DeKalb County, GA — The DeKalb County Voter Registration and Elections office is in the process of recounting ballots from all 40 precincts in county commission District 2. 

The ballots are being rescanned today, May 28, at the VRE office on Memorial Drive as candidates, county commissioners, elections staff, members of the public and members of the State Elections Board look on. 

The process was set to begin at 9 a.m on Saturday. As of about noon, the recount had not officially started. The staff was scanning a sample of test ballots to test the machines throughout the day. The recount began around 4 p.m. as ballots were being rescanned. The recount is currently underway. 

“There was a technical glitch that did not completely remove a candidate from the reporting system, so when the votes were output they were misaligned to the candidates,” DeKalb Elections Board Chair Dele Lowman Smith said. “One candidate appeared to receive no votes.”

DeKalb County Commissioner District 2 candidate Michelle Long Spears said that during the primary on May 24, some precincts were reporting she received zero votes – including her own precinct. 

Elections staff reviewed several precincts and confirmed that Spears had received votes and staff investigated why this error occurred. 

“We believe we’ve come to understand what the cause of that error is, but now we want to retabulate those ballots to be clear about who received how many votes,” Lowman Smith said.

Four candidates initially qualified for the District 2 seat. Marshall Orson, Lauren Alexander and Spears are still in the race. 

Don Broussard dropped out of the race for DeKalb Commissioner District 2. That withdrawal caused a mistake in the programming of the precinct scanner and led to inaccurate vote counts for two candidates.

“It was trying to fit results for three people into four slots, so one person appeared to have received zero votes, and other people were attributed, in the report, votes that actually were not theirs so we have to align those votes to the proper candidates,” Lowman Smith said.

Broussard was not on the ballot for early voting. 

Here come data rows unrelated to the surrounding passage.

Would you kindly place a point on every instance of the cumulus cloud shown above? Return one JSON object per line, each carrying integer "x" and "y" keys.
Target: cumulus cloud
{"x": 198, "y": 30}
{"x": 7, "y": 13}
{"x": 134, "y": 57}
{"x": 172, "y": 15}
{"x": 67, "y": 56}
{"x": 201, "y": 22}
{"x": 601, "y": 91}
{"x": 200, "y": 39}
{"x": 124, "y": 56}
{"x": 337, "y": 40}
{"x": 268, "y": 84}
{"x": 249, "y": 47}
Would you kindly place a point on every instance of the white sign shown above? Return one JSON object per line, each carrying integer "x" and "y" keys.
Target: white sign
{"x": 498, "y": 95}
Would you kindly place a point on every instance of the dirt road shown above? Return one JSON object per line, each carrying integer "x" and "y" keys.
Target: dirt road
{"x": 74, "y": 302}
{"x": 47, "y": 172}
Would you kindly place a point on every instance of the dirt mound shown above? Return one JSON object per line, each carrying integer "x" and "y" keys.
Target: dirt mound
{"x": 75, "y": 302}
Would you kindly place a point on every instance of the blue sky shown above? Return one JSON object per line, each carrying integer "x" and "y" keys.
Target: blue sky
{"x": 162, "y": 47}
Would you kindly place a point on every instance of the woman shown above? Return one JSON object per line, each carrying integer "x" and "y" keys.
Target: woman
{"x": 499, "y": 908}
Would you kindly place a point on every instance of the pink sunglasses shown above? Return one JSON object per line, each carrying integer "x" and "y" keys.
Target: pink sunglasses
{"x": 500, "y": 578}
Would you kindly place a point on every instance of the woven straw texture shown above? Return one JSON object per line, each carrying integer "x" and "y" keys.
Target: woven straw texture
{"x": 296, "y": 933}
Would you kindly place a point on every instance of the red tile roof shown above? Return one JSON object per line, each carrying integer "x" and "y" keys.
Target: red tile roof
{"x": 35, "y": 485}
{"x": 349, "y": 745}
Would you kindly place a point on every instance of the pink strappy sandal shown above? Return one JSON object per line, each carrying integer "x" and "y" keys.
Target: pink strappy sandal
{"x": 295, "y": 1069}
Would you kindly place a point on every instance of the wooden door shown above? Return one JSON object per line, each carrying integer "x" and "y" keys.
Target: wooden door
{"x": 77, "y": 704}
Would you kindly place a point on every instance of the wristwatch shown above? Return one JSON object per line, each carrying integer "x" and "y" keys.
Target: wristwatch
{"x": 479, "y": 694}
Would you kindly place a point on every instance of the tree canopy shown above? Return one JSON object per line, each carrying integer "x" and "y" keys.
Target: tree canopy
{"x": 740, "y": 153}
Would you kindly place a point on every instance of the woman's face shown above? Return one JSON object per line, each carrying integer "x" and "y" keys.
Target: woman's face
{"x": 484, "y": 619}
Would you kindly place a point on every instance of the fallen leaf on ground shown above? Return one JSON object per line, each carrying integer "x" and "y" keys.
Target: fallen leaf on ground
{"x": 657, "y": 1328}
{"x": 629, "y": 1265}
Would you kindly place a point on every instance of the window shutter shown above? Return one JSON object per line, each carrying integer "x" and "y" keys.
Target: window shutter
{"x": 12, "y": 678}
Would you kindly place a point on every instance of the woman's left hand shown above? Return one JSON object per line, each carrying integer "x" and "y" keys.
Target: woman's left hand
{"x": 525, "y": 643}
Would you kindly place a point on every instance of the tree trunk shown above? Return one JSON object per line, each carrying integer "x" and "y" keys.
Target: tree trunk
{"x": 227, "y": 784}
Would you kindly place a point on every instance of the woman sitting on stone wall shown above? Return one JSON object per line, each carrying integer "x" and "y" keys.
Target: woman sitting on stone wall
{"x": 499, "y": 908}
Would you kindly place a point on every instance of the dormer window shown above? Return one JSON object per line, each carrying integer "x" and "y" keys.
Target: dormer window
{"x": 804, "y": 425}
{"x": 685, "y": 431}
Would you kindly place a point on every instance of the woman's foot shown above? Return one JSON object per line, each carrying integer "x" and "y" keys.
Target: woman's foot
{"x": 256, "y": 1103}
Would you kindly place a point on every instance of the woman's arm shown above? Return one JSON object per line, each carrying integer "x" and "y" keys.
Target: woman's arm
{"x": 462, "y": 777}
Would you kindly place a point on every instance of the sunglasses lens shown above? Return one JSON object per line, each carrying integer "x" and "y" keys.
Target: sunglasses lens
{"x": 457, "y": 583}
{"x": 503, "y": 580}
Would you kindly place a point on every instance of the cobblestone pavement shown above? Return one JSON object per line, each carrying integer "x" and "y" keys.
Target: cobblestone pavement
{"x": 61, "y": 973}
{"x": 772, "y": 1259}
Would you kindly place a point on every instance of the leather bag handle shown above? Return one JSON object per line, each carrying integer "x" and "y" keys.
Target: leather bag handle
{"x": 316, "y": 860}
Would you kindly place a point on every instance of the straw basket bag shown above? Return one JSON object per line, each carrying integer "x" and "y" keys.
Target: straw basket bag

“They withdrew before any votes were tabulated,” Lowman Smith said. “The ballot was already constructed before they withdrew, but they were not on the ballot when votes were tabulated. Obviously, that complicates things because we have a process, and we have to move forward it and then to go in and remove a candidate sometimes throws things off.”

Election workers run test ballots through voting machines during the DeKalb County Commission District 2 recount on Saturday, May 28, 2022. Photo by Dean Hesse.

On Election Day, the ballots were tabulated and every vote that was cast was counted, she added. 

“Simply, in the report it was not shown accurately,” Lowman Smith said. “This is the opportunity for us to, in a public audience, retabulate that, demonstrate how many votes were cast, and show which candidate received how many votes.”

She clarified that no candidate received zero votes. The recount will demonstrate how many votes each of the three candidates received.

“That was a coding error,” Lowman Smith said. “The ballot had to be changed in order to remove the candidate who withdrew, but there was also a separate place where it needed to corrected and that did not happen. They were not speaking to each other, and it made it look like one candidate received votes that were actually supposed to go to another candidate. There was a whole round-robin that happened. We’ve got to figure out who got those votes. There was not a single person who didn’t get votes.”

There was a variety of shared responsibilities in terms of the coding. 

“Our understanding is that there needed to be an extra step taken to remove the candidate’s name from the report after we removed it from the ballot,” Lowman Smith said. “That is not a DeKalb County responsibility.”

The logistics and accuracy test was very unlikely to reveal this as an issue. 

“It was just the report that was incorrect,” Lowman Smith said. “We tested the machines. On the machines they were correct, but in terms of the report, that’s where the error became clear.”